Building on previous work designing an experimental HIV vaccine being tested in two human vaccine efficacy trials, Los Alamos National Laboratory’s HIV team is now deploying its expertise in genetic databases and bioinformatics against the novel coronavirus SARS-CoV-2.
Three main thrusts are underway from the HIV team: developing a T-cell response vaccine approach, tracking the origin of the pathogen, and building a robust bioinformatics pipeline to track the virus’s evolution. While this work focuses on attacking the virus itself, other bioinformatics and modeling efforts across the lab aim at predicting disease spread to support decision making by government and health agencies.
Bette Korber, a computational biologist and the driving force behind the “mosaic” vaccine concept for HIV, together with fellow scientists Will Fischer and Sandrasegaram Gnanakaran, is shifting her attention from HIV, ebola, and influenza vaccines to developing a T-cell based vaccine design for the SARS CoV-2 coronavirus.
Traditional antibody vaccines are primarily intended to reduce rates of infection. Korber says they hope that vaccine-elicited T-cell responses could help ameliorate disease severity if people do get infected, and so this approach could be used to complement antibody-based vaccines. Korber and the HIV team members are in the laboratory’s Theoretical Biology and Biophysics group.
Elena Giorgi, also of the Theoretical Biology and Biophysics group, recently published a pre-print paper on the origins of the virus, "Emergence of SARS-CoV-2 through Recombination and Strong Purifying Selection."
“Our team demonstrated, by looking at the genetic sequence of the virus and comparing it to other known coronaviruses, that it originated from animals,” Giorgi said. “More specifically, it most likely came from a family of bat viruses that acquired the ability to infect human cells from another family of coronaviruses found in pangolins.”
Coauthors are Xiaojun Li, Manukumar Honnayakanahalli Marichann, Brian Foley, Chuan Xiao, Xiang-peng Kong, Yue Chen, Bette Korber, Feng Gao, all of Los Alamos National Laboratory. The paper is on bioRxiv.org (doi: https://doi.org/10.1101/2020.03.20.000885).
The LANL HIV database team led by Korber is now developing a real-time bioinformatics pipeline to track the evolution of the SARS Cov-2 spike protein, the target of the antibody-based vaccine approaches that are currently under development by many different groups worldwide. The implementation of this pipeline is being led by Will Fischer, Hyejin Yoon, and Werner Abfalterer.

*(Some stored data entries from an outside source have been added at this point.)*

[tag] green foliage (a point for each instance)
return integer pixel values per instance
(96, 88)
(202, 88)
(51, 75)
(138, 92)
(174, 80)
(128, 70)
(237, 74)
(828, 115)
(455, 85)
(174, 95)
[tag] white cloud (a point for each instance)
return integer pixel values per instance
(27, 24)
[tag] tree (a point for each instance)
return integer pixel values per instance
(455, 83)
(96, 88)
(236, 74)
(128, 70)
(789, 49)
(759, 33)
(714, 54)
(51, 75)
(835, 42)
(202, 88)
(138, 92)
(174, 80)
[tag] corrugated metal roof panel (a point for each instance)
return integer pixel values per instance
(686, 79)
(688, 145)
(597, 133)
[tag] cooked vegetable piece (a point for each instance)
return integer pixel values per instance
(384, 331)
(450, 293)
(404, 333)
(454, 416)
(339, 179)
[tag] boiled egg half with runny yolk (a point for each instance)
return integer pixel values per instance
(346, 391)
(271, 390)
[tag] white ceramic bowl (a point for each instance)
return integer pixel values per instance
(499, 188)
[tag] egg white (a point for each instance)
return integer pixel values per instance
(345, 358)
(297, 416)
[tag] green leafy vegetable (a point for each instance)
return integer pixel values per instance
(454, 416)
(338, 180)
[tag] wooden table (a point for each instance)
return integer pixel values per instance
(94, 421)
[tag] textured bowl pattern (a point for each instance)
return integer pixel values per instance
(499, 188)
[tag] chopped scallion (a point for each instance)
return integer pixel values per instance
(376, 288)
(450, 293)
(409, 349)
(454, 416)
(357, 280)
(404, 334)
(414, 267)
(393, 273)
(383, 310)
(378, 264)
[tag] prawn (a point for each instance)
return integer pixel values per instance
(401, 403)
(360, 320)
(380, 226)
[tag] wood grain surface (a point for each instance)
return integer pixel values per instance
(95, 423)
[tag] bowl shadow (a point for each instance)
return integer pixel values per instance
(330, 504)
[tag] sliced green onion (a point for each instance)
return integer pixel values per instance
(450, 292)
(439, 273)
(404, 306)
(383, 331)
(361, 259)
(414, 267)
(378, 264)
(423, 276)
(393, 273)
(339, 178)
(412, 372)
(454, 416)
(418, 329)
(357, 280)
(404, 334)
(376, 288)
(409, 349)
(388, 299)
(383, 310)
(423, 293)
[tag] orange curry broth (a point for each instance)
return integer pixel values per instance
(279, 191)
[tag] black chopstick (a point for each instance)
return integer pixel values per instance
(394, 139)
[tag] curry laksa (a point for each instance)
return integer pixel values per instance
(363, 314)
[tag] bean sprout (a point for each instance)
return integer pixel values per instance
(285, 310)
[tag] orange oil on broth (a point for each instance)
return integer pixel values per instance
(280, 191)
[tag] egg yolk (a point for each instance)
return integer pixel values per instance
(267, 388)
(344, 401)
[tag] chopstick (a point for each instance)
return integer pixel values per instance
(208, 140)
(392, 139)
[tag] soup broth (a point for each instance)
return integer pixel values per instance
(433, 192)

The team is working to ensure that the evolving SARS Cov-2 variants that will be circulating when the vaccine is ready for delivery will remain sensitive to vaccine responses elicited using a spike protein based on the original strain that seeded the pandemic. As part of this effort, Gnanakaran will be modeling the molecular dynamics of the SARS Cov-2 spike protein and the sugars on its surface, to better understand the impact of the mutations that are beginning to accumulate in the circulating population.

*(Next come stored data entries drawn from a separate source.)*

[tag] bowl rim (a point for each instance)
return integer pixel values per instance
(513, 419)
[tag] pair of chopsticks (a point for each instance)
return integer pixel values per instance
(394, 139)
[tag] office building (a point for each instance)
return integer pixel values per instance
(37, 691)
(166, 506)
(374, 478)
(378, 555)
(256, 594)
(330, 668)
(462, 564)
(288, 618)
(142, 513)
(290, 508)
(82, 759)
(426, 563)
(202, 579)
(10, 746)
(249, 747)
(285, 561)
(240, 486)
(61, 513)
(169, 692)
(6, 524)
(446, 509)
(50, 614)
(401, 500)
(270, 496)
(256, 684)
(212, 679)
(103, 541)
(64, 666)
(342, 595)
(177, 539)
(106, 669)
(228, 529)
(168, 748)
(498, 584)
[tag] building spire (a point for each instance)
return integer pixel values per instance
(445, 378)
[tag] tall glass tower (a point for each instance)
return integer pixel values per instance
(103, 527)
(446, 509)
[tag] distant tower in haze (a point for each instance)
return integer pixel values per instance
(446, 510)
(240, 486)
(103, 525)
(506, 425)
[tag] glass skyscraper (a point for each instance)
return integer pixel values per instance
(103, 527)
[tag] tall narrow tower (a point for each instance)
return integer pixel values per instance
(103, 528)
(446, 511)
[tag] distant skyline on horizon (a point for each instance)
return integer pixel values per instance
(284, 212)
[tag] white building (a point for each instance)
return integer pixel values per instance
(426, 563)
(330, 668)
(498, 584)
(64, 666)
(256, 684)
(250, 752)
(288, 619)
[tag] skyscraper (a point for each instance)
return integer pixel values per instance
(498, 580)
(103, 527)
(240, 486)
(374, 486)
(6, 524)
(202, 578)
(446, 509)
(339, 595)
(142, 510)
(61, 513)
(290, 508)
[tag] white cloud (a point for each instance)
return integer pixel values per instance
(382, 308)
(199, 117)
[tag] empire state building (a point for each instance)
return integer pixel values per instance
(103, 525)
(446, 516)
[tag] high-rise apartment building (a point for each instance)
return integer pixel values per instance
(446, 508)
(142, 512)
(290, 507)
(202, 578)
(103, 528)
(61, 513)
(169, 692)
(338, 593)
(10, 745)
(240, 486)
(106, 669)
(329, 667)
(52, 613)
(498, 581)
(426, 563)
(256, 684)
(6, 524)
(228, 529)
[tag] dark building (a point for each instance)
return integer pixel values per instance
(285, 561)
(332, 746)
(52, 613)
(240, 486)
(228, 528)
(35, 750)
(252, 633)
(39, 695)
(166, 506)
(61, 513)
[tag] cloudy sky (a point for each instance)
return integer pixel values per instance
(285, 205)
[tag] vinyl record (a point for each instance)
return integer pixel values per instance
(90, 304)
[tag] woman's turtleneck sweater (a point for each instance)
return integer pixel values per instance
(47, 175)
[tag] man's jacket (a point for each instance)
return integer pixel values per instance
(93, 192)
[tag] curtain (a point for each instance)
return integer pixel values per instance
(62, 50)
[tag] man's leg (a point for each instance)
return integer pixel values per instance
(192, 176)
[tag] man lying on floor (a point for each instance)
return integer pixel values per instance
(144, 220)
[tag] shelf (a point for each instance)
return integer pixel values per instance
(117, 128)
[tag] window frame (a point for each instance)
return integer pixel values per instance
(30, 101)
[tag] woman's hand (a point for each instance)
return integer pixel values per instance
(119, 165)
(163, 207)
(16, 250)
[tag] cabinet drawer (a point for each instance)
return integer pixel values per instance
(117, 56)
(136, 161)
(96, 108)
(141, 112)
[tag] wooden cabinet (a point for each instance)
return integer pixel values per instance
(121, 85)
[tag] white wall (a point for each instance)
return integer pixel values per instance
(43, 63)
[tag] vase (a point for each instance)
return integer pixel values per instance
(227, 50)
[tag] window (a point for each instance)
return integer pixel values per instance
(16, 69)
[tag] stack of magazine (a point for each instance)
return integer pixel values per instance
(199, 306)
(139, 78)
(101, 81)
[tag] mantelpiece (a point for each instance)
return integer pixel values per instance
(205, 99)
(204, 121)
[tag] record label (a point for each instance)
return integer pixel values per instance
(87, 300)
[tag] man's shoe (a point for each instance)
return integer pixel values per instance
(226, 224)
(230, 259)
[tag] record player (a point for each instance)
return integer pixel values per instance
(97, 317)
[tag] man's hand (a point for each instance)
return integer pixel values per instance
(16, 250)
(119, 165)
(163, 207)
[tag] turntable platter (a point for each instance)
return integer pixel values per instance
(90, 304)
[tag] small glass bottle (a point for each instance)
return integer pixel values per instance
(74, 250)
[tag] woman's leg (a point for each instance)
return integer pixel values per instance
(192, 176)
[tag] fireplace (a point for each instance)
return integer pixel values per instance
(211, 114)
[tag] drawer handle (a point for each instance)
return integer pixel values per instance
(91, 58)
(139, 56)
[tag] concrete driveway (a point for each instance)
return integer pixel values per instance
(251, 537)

They will also be adapting vaccine strategies they developed for HIV, which is a very diverse virus, to attempt to design vaccines that could work not only against the current pandemic virus, which is quite conserved, but also against the highly diverse reservoir of coronaviruses that circulate in bats and other animals.
“One of the risks that we’ve recognized with this coronavirus is that there is an immense pool of other coronaviruses hiding in bats and pangolins and snakes and whatnot. We would like to come up with a strategy to protect us, not just against this particular strain, but maybe next year’s jump, too,” said Nick Hengartner, leader of the Theoretical Biology and Biophysics group.